There’s something beautiful about a restored relationship between a child and their father.
At one time, I was angry with my father for choices he was making. I had always helped him when he struggled with alcohol, but I thought maybe if I played the tough love role it might work. Maybe if he didn’t think I would be there to help next time…just maybe he would stop.
So it had been a while since we talked. When we had, it was short and straight to the point, and I told him as long as he was drinking, I would have nothing to do with him. That was hard to say. We were so close and things had been so good for a long time. But this was his choice, I convinced myself.
I remember sitting in the parking lot of Barnes and Noble and getting the call from him that he needed me. He needed help, he said, and he was ready to change. I told him I wasn’t messing around, and if I helped, he would have to keep up his end of the bargain. I made a few calls, and then I drove to his home.

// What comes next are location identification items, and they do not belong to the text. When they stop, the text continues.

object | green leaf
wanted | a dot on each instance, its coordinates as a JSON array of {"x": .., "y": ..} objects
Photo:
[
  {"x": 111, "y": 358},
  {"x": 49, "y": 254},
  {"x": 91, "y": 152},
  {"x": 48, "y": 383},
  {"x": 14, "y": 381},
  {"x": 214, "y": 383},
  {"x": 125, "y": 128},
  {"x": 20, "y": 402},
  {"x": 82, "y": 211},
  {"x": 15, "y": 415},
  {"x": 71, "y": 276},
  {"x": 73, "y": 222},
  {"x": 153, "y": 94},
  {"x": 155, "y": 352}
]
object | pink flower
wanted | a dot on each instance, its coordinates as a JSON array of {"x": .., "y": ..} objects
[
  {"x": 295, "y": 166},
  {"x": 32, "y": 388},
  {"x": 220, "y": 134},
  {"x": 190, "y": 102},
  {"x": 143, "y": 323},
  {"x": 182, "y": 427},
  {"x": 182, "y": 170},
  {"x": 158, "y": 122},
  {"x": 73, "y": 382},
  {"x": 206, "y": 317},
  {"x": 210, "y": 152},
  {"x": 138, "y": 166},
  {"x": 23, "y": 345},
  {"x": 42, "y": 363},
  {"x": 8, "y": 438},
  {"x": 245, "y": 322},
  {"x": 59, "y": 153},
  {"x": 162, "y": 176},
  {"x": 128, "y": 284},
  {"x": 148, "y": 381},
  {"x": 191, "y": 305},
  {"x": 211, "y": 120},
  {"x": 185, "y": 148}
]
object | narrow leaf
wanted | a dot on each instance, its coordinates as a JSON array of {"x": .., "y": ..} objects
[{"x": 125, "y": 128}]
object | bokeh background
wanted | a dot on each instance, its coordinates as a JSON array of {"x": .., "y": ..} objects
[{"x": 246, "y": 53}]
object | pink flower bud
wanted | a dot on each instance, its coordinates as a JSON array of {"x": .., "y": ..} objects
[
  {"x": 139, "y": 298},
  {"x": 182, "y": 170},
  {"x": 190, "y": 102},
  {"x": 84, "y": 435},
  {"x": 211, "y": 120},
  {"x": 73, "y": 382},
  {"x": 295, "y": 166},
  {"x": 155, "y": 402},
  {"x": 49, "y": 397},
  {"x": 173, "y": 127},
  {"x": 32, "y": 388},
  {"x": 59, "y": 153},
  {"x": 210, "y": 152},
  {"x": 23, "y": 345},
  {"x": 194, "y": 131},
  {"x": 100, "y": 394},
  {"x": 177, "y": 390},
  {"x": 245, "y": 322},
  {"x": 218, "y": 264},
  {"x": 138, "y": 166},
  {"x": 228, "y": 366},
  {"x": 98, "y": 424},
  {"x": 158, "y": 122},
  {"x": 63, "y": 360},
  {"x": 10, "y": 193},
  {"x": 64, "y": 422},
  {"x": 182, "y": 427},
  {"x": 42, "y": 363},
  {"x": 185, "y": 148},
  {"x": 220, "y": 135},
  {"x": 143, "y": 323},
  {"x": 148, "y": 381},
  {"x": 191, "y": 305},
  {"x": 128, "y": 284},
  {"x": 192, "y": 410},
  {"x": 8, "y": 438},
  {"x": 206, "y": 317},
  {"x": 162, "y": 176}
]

I’d love to say at that moment the relationship was restored, but it was far from it. In his eyes, the rehab center wouldn’t take him unless he was drunk. So he drank, a lot, and there he was, lying on the bed with only his underwear on and blood smeared on his head and face.
I desperately searched to see if he was alive and where the blood came from. Soon, I realized he had fallen and caught his ear on the edge of the nightstand and didn’t bother to stop the bleeding.
I woke him up and was angry because he was drunk and nothing was ready. I stormed around his room throwing clothes into a suitcase. I gave him clothes to put on and I helped clean him up. I helped him to the car and buckled him in.
On the outside, I seemed as cool as a cucumber. Internally, I was struggling. My emotions were all over the place.
Why should I have to do this?
Why should a child have to take care of a parent like this?
Anger, frustration, resentment, irritation, sadness, hurt…the emotions whirled through me one right after the other. I loved him and I wanted better for him.
Couldn’t he see how he was destroying himself? How he was destroying others?
Didn’t he realize his decisions affected more than just him?
But soon that relationship was restored. Treatment was going well; I came every time there were visiting hours. I hated I couldn’t just make a phone call and take him home, but he needed to be there and go through the process. We had good talks and even laughed a few times.
He asked if I could ever forgive him, and of course my answer was “I already have.”
Malachi warned that a day of judgement was coming for the wicked, but He would send a prophet who would encourage restoration before the great day of judgment: “His preaching will turn the hearts of fathers to their children, and the hearts of children to their fathers. Otherwise I will come and strike the land with a curse” (Malachi 4:6).
In order to restore broken relationships, there must be admittance of wrongs and confession of sins. Unity would then be restored. This isn’t just between father and son, but between the children of God and their Holy Father, the Lord our God.
Just as I looked at my father and wanted to help him make the right decisions, Jesus looks at me that way. I pleaded with him to do the right thing.
I wanted to make it all go away but then, would he ever truly change? He needed the pressure and the raw cuts to his pride, ego and way of life to finally reach the point where he needed help.
God says he works on us in the same way, making us like jewels: “They will be my people,” says the Lord of Heaven’s Armies. “On the day when I act in judgment, they will be my own special treasure. I will spare them as a father spares an obedient child” (Malachi 3:17).
My father is dead now, but my relationship with him was restored long before. Amazingly, in the process of his death, my relationship with my heavenly Father was restored as well.
God is faithful, my friends! Does your relationship with the Lord need restoring? Come to the Father today!